Hawkins still learning what Smith expects

February 27, 2004|LARRY VAUGHT

LEXINGTON - Playing point guard for coach Tubby Smith at the University of Kentucky has been a constant learning experience for Cliff Hawkins.

"I am still learning, too," said Hawkins. "It has been tough. He expects a lot out of you. If you are not doing what he wants, you hear about it.

"He's let me know that nothing comes easy. I was not totally prepared for everything when I came here, but I knew what I was in for and it has been a great experience."

As Hawkins' collegiate career winds down, he's playing some of his best basketball for the No. 9 Wildcats going into Sunday's game at LSU. He was 5-for-8 from the field and had 15 points, seven assists, five rebounds, two steals and one blocked shot in Wednesday's 92-60 win over Tennessee. He had 10 points and four assists in the win at Auburn. Against Arkansas, he had 11 assists.


"He's just playing great," Smith said. "Other players are responding well to him. He's really leading our team the way we need him to, especially at this time of year."

Hawkins originally planned to play for New Mexico and verbally committed there. However, he eventually changed his mind and came to Kentucky.

"I didn't even know how to run a team when I got here," Hawkins said.

He had gone to Oak Hill Academy to enhance his chances of playing Division I basketball. The small, private school in Virginia gave him no choice but to improve his basketball skills.

"After two weeks, I was ready to come home," Hawkins said. "Everybody has to overcome that. It was tough. But in my hometown, the level of competition just was not there. I wanted to play Division I and felt Oak Hill could help me do that.

"Oak Hill is on a mountain in the middle of nowhere. You had no choice but to play basketball."

Playing at Oak Hill did give Hawkins a taste of what it would be like to play for a high-profile college team. Oak Hill annually ranks among the nation's best prep teams, has a roster of Division I players and travels across the country to play games.

"Being at Oak Hill did prepare me for dealing with a lot of attention and pressure," Hawkins said. "At Oak Hill, we were No. 1 or No. 2 nationally the whole time I was there. We had a target on us every game. It was similar to Kentucky."

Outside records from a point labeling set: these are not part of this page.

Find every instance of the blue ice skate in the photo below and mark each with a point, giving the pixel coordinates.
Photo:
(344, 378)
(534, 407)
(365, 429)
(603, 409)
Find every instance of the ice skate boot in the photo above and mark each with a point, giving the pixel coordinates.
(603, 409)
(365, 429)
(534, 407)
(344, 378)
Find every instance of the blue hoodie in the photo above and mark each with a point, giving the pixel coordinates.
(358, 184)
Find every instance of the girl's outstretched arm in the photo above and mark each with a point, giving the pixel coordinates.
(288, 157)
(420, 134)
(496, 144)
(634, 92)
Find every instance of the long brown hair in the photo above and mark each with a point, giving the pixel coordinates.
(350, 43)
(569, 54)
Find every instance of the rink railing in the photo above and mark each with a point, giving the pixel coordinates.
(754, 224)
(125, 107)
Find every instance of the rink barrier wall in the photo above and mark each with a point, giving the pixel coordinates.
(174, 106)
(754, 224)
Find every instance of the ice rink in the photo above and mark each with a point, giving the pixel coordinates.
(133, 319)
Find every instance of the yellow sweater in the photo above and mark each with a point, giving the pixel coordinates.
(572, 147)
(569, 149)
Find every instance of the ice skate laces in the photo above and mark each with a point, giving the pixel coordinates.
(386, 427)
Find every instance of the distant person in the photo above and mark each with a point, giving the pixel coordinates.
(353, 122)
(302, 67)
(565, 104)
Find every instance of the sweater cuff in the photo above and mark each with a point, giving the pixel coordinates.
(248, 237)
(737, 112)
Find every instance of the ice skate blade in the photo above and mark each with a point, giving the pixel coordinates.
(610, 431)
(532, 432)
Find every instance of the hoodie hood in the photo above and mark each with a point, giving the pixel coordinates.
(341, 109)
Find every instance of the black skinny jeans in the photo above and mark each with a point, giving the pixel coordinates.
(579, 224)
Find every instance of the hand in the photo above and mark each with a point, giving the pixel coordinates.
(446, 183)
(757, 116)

He averages 9.3 points, 5.1 assists

Smith credited Hawkins, who averages 9.3 points and 5.1 assists per game this year, for much of UK's success last season when he came off the bench to give the Cats a boost during their 32-4 season. This year he's started every game and again has the Cats in position to challenge for a national title.

"He's been pretty solid for us his whole career," Smith said. "He has the potential to be as good a guard as there is. He has great athleticism. I talk to him a lot about just being disciplined on both the offensive and defensive ends. Sometimes he wants to do too much. He's good enough that he should never get beat off the dribble."

Smith says he's seen Hawkins mature and "get smarter" during his career on and off the court. Hawkins missed the first part of last season when he was academically ineligible

"This has been fun. I've done a lot of growing up since I've been here," Hawkins said. "It has been a great learning experience. I came here to grow up and be an adult.

"Last year had a lot to do with my growing up process. I made decisions I regret and I had to pay for it. But I learned from my mistakes."

He's also learned that he'll miss Kentucky. The Cats play at LSU Sunday and South Carolina Wednesday before hosting Florida March 7 in what will be the final home game for Erik Daniels, Gerald Fitch, Antwain Barbour and Hawkins.

"What I will miss most is the friendship with the guys. I built friendships here that will carry on long after I am done playing here," Hawkins said. "I'm thankful for that. I got to meet a lot of nice people and those friendships are what I'm going to miss the most."

And how does he hope Kentucky fans will remember him?

"I would like to be remembered as a guy who played hard and gave it all he had," Hawkins said. "I may not have always made the right decisions, but I tried my hardest."

He already knows what would be the perfect scenario for his final game in Rupp Arena.

"I just want to play real good, get up 20 or 30 points, come out and be able to look up at everybody. I want to be able to look up in the rafters one more time and think about all I've done. That would be special," Hawkins said.

Yet he's not ready for his career to end. He still wants to win a national title.

"I'm not ready for this ride to be over yet. We are peaking at the right time," Hawkins said. "I hope I can still make a few more memories to go with the great ones I already have."